Bill Bass was as liberal in his theology as in his politics. He was forever saying we cannot take the Gospels literally. After all, they were written by fallible men some fifty or sixty years after the events they purport to chronicle.

Only years later did this rejoinder occur to me: Bill Bass -- you related the entire story of the grounding of the USS Missouri fifty-five years after the event. You missed no significant detail. And “Big Mo” never ascended from that sand bar into Heaven!

I admit I was shocked by Bill’s recent death, just short of his ninetieth birthday. He seemed so alive, so strong-willed. When we visited him in the hospital, we asked him how the food was. “Lousy,” he roared! And then he proceeded to tick off every item he’d ordered for breakfast and how they gave him nothing he wanted.

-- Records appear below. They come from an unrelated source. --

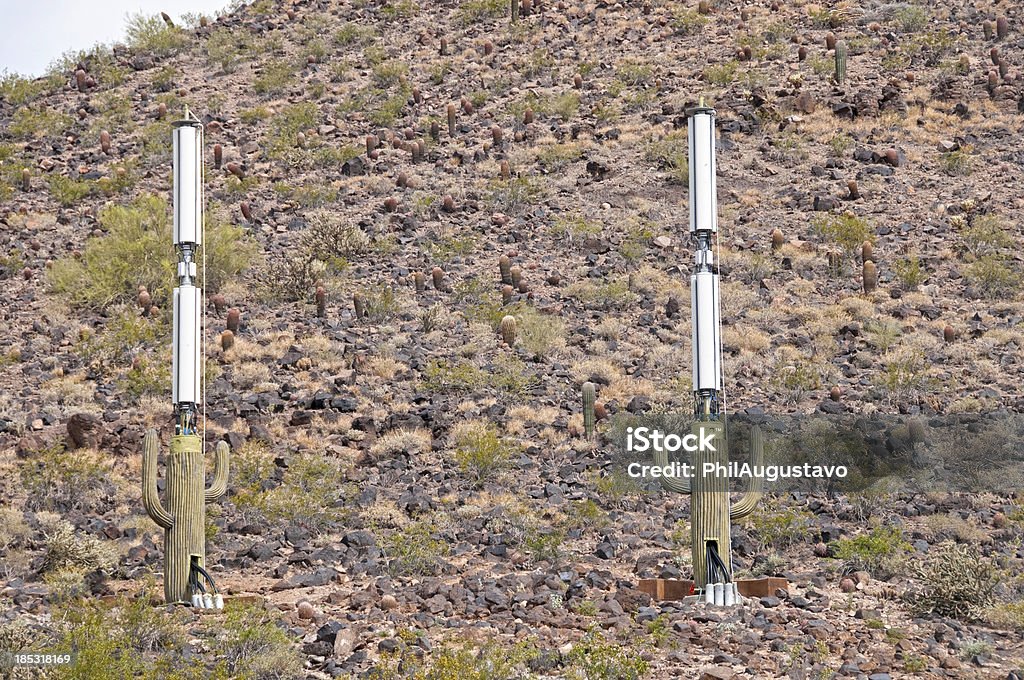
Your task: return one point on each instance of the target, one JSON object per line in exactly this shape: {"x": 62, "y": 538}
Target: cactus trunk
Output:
{"x": 841, "y": 51}
{"x": 710, "y": 504}
{"x": 185, "y": 540}
{"x": 184, "y": 519}
{"x": 589, "y": 397}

Whenever he uttered some truly outrageous comment, I would remind myself of his service to God and country. For fifty years, we were all kept safe by our nuclear submarine force. Because of Admiral Rickover’s driving genius, and Bill Bass’s indispensable help, the rulers of an Evil Empire always knew they could not strike us with nuclear weapons without being wiped out themselves. They were deterred. Rickover and Bass were our shield and buckler.

In the end, the only thing Bill Bass and I agreed about was Jesus. That is enough. And I do miss Bill.